A political observer says, while this year's Indiana legislative session could be more routine than past years, some major issues will be on the table. WIBC/Network Indiana Statehouse Bureau Chief Eric Berman says workforce development, alcohol laws and the battle against the opioid epidemic will be among the top topics on the legislative agenda. The session gets underway Wednesday with some notable absences, including State Senator Brandt Hershman (R-7), who is resigning after 18 years and Rep. Mike Braun (R-63), who is running for U.S. Senate.

A successful session for legislators, he says, will take a "do no harm" approach. "In 2018, if they get out of there without anything blowing up that they would have to explain between then and election day, I think they'll be happy," Berman told Inside INdiana Business Multimedia Journalist Mary-Rachel Redman.

Workforce development has long been an issue in Indiana, with some companies reporting challenges finding qualified employees for available openings. It has not gone unnoticed by Governor Eric Holcomb, who in July hired former La Porte Mayor Blair Milo as Indiana's first secretary of career connections and talent. She is tasked with working with businesses, trade associations and colleges and universities to identify employer needs and help connect workers with training opportunities to meet those needs. In August, Holcomb and Milo unveiled the $20 million Next Level Jobs program to support training efforts.

Indiana's alcohol laws took the statewide spotlight once again in November when the Indiana Association of Beverage Retailers and the Indiana Retail Council agreed to support legalizing carry-out Sunday alcohol sales, while opposing the expansion of the sale of cold beer. Days before, Ball State University released results of a survey suggesting a majority of Hoosiers support both Sunday and expanded cold beer sales.

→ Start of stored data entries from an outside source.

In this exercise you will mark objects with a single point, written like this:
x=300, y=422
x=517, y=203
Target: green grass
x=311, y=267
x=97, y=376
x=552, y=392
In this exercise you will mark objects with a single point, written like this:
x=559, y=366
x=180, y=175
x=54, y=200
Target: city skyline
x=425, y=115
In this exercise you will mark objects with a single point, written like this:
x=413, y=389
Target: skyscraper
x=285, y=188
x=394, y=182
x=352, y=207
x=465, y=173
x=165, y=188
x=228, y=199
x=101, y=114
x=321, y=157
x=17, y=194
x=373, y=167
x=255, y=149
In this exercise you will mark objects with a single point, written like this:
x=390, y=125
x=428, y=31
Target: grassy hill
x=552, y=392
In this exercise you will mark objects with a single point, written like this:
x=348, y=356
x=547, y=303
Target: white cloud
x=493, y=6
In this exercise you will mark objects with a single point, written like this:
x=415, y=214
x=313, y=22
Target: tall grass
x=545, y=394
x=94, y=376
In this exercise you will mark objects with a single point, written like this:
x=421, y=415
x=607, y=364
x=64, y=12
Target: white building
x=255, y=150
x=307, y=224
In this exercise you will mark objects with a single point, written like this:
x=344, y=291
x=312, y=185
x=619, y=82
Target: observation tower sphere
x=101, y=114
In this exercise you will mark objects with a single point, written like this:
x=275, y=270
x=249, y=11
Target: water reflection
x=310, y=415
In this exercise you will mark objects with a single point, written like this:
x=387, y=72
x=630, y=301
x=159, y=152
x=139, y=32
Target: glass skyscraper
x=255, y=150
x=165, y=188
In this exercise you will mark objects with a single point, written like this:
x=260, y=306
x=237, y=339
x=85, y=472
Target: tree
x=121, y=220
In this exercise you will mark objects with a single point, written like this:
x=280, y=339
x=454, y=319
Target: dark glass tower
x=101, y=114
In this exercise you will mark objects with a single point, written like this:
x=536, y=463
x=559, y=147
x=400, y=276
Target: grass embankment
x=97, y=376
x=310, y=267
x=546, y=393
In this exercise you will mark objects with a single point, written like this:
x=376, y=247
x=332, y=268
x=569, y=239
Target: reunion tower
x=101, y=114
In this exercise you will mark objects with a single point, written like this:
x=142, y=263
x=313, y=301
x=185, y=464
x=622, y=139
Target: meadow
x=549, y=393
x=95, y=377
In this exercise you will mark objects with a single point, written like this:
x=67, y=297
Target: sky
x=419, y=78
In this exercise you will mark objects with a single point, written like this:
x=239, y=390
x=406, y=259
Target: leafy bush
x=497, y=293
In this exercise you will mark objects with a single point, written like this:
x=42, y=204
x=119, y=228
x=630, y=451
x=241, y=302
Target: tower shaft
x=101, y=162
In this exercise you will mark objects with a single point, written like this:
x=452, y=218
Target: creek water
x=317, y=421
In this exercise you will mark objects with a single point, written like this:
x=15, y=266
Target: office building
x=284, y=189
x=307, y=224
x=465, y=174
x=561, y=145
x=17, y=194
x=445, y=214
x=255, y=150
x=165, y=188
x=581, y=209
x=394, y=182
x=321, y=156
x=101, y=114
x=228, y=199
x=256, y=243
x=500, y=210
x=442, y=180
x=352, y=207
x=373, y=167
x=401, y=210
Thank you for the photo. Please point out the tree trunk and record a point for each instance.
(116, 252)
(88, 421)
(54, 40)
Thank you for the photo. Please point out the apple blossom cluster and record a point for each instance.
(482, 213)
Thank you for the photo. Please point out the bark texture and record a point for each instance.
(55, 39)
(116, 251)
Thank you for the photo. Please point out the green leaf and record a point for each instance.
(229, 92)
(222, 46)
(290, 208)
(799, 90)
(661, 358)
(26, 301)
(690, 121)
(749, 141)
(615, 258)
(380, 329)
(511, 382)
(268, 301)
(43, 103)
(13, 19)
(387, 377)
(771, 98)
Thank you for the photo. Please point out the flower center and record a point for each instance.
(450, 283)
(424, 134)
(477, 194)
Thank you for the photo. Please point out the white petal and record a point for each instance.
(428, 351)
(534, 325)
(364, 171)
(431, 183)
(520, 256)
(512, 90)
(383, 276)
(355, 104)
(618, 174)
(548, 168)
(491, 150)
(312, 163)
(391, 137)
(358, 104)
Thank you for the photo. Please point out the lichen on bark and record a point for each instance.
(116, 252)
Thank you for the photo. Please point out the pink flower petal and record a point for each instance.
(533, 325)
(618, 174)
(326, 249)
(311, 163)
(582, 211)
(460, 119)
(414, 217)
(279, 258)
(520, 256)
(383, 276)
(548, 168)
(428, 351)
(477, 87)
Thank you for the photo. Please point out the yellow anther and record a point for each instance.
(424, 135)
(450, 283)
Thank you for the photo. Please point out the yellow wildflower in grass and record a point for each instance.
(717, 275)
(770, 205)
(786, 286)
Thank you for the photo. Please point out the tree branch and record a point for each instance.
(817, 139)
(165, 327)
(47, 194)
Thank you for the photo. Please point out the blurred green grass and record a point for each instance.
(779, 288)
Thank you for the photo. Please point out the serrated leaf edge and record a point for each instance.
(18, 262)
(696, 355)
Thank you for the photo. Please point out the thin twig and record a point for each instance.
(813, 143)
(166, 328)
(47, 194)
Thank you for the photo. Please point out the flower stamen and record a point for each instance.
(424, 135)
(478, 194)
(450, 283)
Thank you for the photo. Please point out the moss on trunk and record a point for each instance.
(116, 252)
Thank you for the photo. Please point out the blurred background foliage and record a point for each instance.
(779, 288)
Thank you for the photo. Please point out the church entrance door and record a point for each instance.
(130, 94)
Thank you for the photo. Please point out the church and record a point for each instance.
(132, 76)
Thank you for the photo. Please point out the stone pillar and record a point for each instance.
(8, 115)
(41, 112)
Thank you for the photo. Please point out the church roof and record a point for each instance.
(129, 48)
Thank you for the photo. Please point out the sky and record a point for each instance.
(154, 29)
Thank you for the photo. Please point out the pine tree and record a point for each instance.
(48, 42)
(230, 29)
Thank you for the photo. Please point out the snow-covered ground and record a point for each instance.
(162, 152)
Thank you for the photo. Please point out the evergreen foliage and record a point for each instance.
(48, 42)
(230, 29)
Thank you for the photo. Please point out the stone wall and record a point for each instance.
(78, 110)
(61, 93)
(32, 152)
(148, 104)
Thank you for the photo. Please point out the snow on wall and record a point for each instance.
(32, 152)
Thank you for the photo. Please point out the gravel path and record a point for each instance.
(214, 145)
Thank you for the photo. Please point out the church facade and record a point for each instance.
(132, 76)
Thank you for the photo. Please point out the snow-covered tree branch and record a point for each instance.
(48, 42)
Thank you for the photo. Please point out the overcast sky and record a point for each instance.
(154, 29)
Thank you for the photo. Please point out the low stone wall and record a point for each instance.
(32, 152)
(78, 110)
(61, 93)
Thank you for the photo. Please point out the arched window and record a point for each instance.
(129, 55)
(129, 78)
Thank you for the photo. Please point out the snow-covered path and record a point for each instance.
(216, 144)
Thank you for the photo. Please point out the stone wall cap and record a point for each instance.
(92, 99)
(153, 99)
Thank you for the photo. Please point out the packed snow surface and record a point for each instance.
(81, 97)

Opioid misuse, as is the case nationally, has become an epidemic in Indiana. In addition to the human toll, the 2018 Indiana University Kelley School of Business pegged the issue's economic cost at more than $1 billion per year. One of Governor Holcomb's first acts in office was to task former Goodwill Industries of Central Indiana Chief Executive Officer Jim McClelland with leading the state's fight against drug abuse. In October, Indiana University announced its third $50 million Grand Challenges initiative would focus on the addiction crisis.

WIBC/Network Indiana Statehouse Bureau Chief Eric Berman says a successful session for legislators will take a "do no harm" approach.